It’s the wheel deal.
Blade — the helicopter company that shuttles city elites to the Hamptons for $1,000 a flight — is rolling out a swank coach service as a more affordable, but still luxe, alternative.
“We’re excited about the ‘white space’ that exists between a $40 Jitney ride and $1,000 helicopter flight,” Blade’s CMO Roisin Branch told The Post.
The new Blade Streamliner buses will feature first-class amenities such as deep-recline seats with memory foam backs and power leg rests, ultra fast Wifi, pillows, blankets and hot-towel service.
Plus, the tricked-out coach will have just 19 high-tech seats, each with five feet of legroom, allowing the Hampton-bound to stretch their Pilates-tone limbs. By comparison, standard coaches pack in around 50 travelers.
The seats themselves were specially developed by Bose to eliminate 90% of bumps and vibration and help prevent motion sickness.
The so-called “HoverSeats” are “the most advanced passenger seats in the world,” according to a press release.
To score one of the cushy seats, passengers will have to shell out $195 for one of the 12 seats on the right side of the bus, which features six rows of double seats, or $275 for one of the seven single seats on the left side of the bus.
Passengers can also bring their pups for an additional fee, and they’ll be doggy extras from luxury pet accessories company Bonefly.
All of the amenities stand in stark contrast to the Hampton Jitney. It costs just $41 when tickets are purchased in advance, but, in recent years, customers have complained about the once beloved service falling into dirty disrepair.
Last season, a longtime Jitney rider griped to The Post that riding it was now “like taking an old Greyhound bus.”
Meanwhile, Blade’s Streamliners will even come with their own “Passenger Experience Team Members” who move through the bus to serve light food and drinks, along with offering pillows and blankets and even hot towels — all at the press of a call button..
Light bites available on board will vary depending on the time of day. Morning service, for example, will include NYC’s Popup Bagels, a lauded purveyor of the iconic carb that recently collaborated with Dominique Ansel on an escargot bagel.
The bagels will “come in nice and warm” each day, Branch said.
There’s also a full bar — well-stocked with bottles of Château La Coste’s acclaimed rosé — and a lavatory large enough for passengers to change out of their summer Friday best and into their Hamptons looks.
For now, the Streamliner will only depart from the Big Apple to the Hamptons from the corner 33rd Street and 11th Avenue. That should prove incredibly convenient for those who work in the Hudson Yards offices of Warner Bros. Discovery, Blackrock, Facebook and JPMorgan.
On the way back, the Streamliner will stop on the East side of Manhattan before making a final stop at Hudson Yards.
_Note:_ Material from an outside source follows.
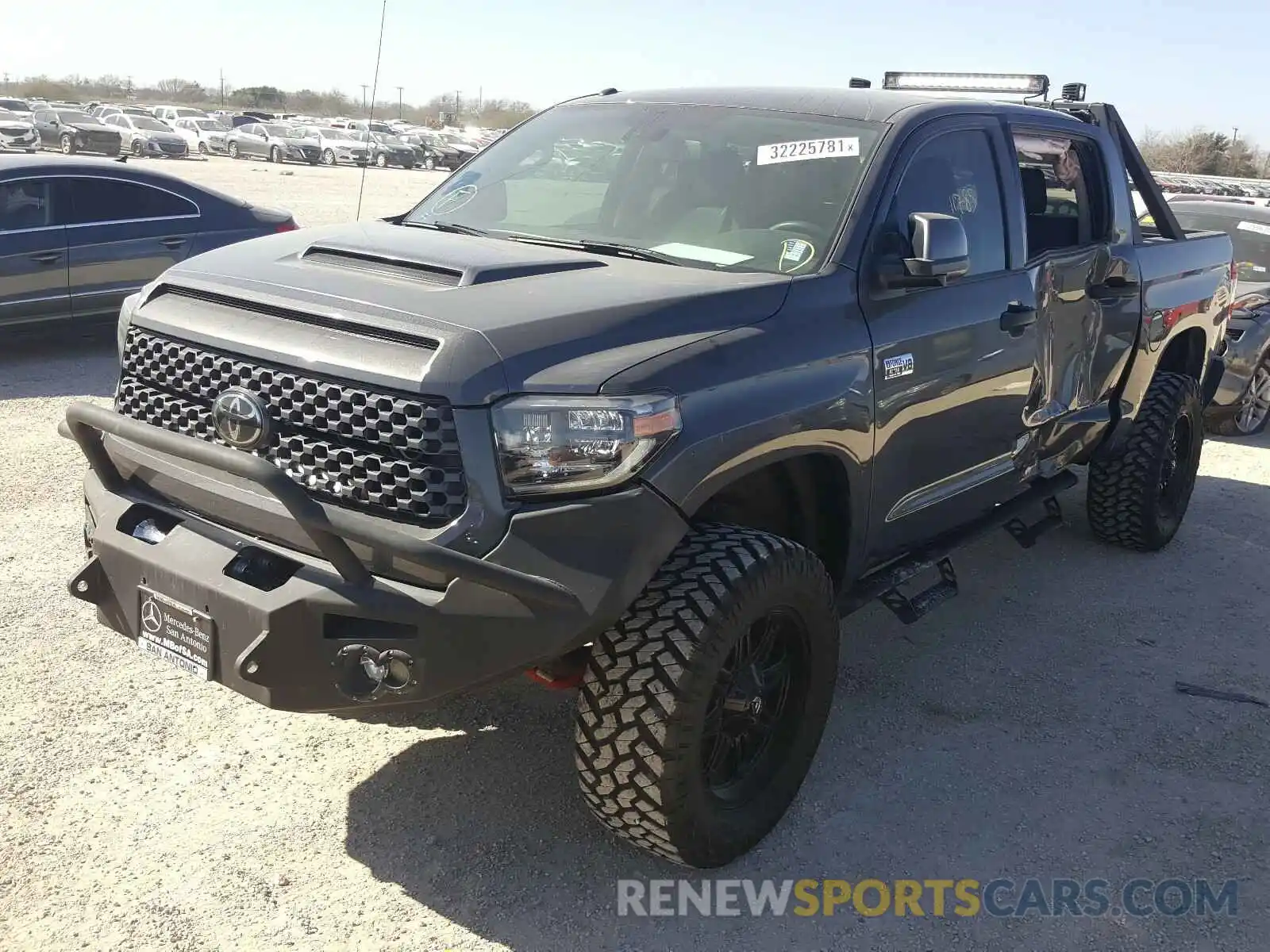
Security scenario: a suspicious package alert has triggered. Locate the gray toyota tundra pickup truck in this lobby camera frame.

Unlike the Jitney, it will spare passengers the indignity of stopping at John F. Kennedy International Airport in Queens and having to switch buses on Long Island in Manorville or Southampton.
The company said it expects its first-class service to appeal to those who pay $350 to $750 to take a car service to the Hamptons but might not spring for helicopter service
“Until electric vertical aircraft are available, we can’t make helicopter travel less expensive,” Branch said. “But what we can do is elevate the ground travel experience, which has not changed in over a century.”